Study: Orlando is Nation’s 3rd Most Competitive Rental Market 


    To rank the most in-demand rental markets in the first part of 2022, we turned to Yardi data and analyzed the largest 100 metro areas based on occupancy rates, the number of renters applying for an available unit, vacancy days, the percentage of renewed leases, and the share of new apartments completed.

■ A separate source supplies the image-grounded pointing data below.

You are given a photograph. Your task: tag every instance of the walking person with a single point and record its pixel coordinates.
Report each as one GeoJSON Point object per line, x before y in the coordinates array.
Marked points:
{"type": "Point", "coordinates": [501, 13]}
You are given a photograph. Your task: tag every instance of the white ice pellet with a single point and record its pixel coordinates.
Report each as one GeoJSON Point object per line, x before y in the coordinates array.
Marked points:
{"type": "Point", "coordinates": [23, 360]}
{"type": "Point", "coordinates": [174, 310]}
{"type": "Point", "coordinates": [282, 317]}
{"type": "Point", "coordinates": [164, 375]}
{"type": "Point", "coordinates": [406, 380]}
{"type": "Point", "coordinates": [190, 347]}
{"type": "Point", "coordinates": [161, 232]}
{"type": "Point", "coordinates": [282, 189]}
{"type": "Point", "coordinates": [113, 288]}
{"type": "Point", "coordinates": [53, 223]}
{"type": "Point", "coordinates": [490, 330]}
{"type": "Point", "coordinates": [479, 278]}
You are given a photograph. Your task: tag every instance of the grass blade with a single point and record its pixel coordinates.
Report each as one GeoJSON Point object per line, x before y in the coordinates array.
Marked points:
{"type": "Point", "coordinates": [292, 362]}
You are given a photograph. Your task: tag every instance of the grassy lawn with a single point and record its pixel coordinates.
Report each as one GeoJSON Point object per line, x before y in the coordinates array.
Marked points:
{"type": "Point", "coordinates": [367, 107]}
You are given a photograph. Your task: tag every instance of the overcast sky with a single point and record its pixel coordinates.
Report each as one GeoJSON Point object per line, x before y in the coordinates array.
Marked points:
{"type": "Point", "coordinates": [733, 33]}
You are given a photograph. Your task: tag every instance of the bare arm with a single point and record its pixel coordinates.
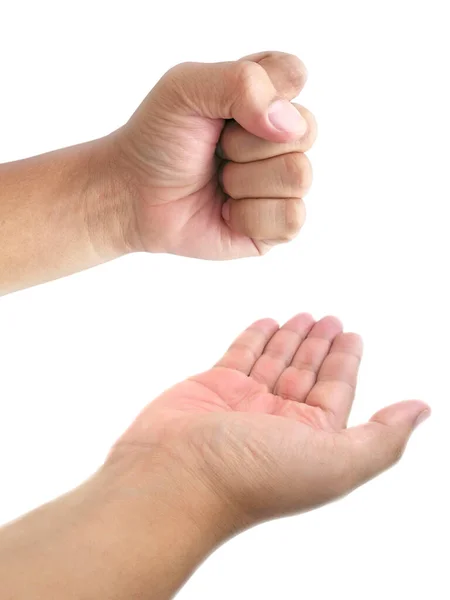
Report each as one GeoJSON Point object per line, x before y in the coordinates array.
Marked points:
{"type": "Point", "coordinates": [110, 540]}
{"type": "Point", "coordinates": [156, 184]}
{"type": "Point", "coordinates": [60, 213]}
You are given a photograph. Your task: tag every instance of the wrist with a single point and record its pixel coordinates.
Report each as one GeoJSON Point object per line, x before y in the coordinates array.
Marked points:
{"type": "Point", "coordinates": [108, 202]}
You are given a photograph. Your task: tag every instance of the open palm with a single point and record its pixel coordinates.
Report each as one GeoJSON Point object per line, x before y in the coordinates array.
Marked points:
{"type": "Point", "coordinates": [267, 425]}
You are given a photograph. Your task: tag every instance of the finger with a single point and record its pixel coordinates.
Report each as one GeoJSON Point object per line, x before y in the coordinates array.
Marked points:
{"type": "Point", "coordinates": [285, 176]}
{"type": "Point", "coordinates": [240, 90]}
{"type": "Point", "coordinates": [298, 379]}
{"type": "Point", "coordinates": [238, 145]}
{"type": "Point", "coordinates": [287, 72]}
{"type": "Point", "coordinates": [267, 219]}
{"type": "Point", "coordinates": [334, 390]}
{"type": "Point", "coordinates": [280, 350]}
{"type": "Point", "coordinates": [247, 348]}
{"type": "Point", "coordinates": [374, 447]}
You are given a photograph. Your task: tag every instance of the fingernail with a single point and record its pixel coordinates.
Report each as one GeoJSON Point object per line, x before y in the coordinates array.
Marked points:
{"type": "Point", "coordinates": [422, 417]}
{"type": "Point", "coordinates": [285, 117]}
{"type": "Point", "coordinates": [226, 211]}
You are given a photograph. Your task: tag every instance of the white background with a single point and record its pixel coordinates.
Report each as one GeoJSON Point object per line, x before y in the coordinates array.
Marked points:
{"type": "Point", "coordinates": [79, 357]}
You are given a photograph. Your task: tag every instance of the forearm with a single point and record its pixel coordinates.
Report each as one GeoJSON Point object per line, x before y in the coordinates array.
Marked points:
{"type": "Point", "coordinates": [61, 212]}
{"type": "Point", "coordinates": [109, 540]}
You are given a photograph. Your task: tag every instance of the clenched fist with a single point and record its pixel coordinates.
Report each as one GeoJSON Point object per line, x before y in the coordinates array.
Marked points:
{"type": "Point", "coordinates": [213, 160]}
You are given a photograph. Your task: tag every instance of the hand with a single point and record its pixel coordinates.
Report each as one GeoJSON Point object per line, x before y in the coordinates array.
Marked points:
{"type": "Point", "coordinates": [265, 429]}
{"type": "Point", "coordinates": [179, 186]}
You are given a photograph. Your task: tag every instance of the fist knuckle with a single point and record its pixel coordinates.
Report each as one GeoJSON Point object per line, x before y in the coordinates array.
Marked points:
{"type": "Point", "coordinates": [295, 70]}
{"type": "Point", "coordinates": [294, 218]}
{"type": "Point", "coordinates": [244, 74]}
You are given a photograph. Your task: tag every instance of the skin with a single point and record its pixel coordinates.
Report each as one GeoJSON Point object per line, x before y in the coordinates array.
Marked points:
{"type": "Point", "coordinates": [260, 435]}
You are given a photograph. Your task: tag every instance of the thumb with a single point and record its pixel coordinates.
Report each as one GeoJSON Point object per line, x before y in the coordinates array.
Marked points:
{"type": "Point", "coordinates": [380, 443]}
{"type": "Point", "coordinates": [242, 90]}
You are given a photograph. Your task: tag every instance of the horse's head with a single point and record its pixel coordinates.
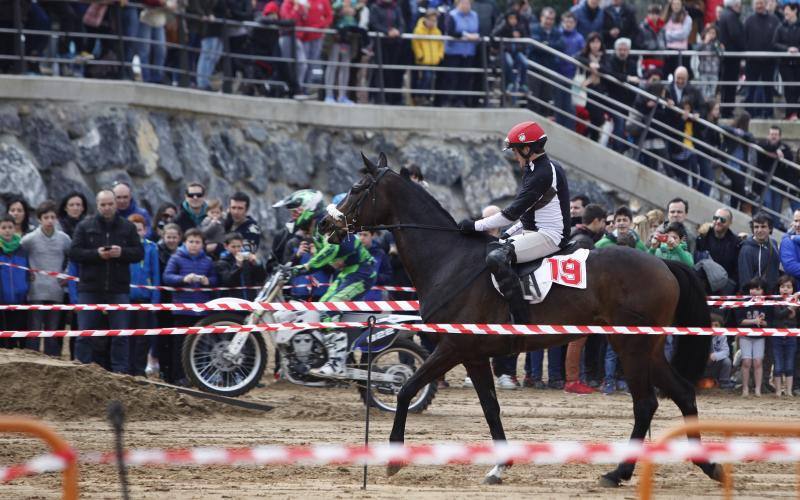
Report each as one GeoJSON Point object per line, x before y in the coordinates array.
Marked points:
{"type": "Point", "coordinates": [365, 205]}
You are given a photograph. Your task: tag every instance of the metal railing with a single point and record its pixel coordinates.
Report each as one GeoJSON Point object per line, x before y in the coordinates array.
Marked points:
{"type": "Point", "coordinates": [487, 89]}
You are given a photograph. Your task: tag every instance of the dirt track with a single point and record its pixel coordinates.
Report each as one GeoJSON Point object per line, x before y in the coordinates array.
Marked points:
{"type": "Point", "coordinates": [335, 415]}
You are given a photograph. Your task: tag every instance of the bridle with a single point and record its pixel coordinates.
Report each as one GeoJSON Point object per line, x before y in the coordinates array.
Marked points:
{"type": "Point", "coordinates": [353, 226]}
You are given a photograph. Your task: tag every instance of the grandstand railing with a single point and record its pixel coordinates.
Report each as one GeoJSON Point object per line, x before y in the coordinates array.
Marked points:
{"type": "Point", "coordinates": [489, 88]}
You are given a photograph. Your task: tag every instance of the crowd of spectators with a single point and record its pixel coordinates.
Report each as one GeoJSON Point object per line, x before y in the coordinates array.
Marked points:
{"type": "Point", "coordinates": [203, 243]}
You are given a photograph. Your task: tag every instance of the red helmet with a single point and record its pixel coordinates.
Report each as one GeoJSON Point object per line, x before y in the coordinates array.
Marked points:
{"type": "Point", "coordinates": [526, 133]}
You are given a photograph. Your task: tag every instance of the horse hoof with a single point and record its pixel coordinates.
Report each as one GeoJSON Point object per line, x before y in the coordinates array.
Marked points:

    Here are the highlights for Orlando: 

    • In the first part of the year, only a quarter of renters decided to move into a new apartment, as 73% of Orlando’s apartment-dwellers chose to stay put and renew their leases
    • Despite an increase of 1.5% in the total number of apartments compared to the end of 2021, Orlando is far from meeting the growing demand for housing.
    • As a result, for every vacant apartment in the city, there were, on average, 22 applicants. The competition was even  fiercer in other Florida markets, like Miami-Dade County, where 31 renters applied for one available unit. 
    • On average, it took only 30 days for a vacant apartment in Orlando to be rented out. With occupancy rates at 97%, prospective renters had limited housing options in this bustling market. 
    • Nationwide, occupancy rates reached 95.5%. On average, vacant apartments stayed on the market for 35 days and the number of prospective renters applying for one available unit was 14. More so, 61.7% of renters renewed their leases in the first part of the year.

    The housing market is sizzling throughout the entire U.S., but Florida is the nation’s most competitive region when it comes to renting, with  five metros occupying the top  20 spots in our ranking — Miami-Dade, Orlando, Southwest Florida, Broward County and Tampa. In addition, more and more house hunters are starting to feel the strain of surging inflation and mortgage rates. As a result, they are delaying or completely giving up on their dream to become homeowners, which puts even more pressure on the apartment market.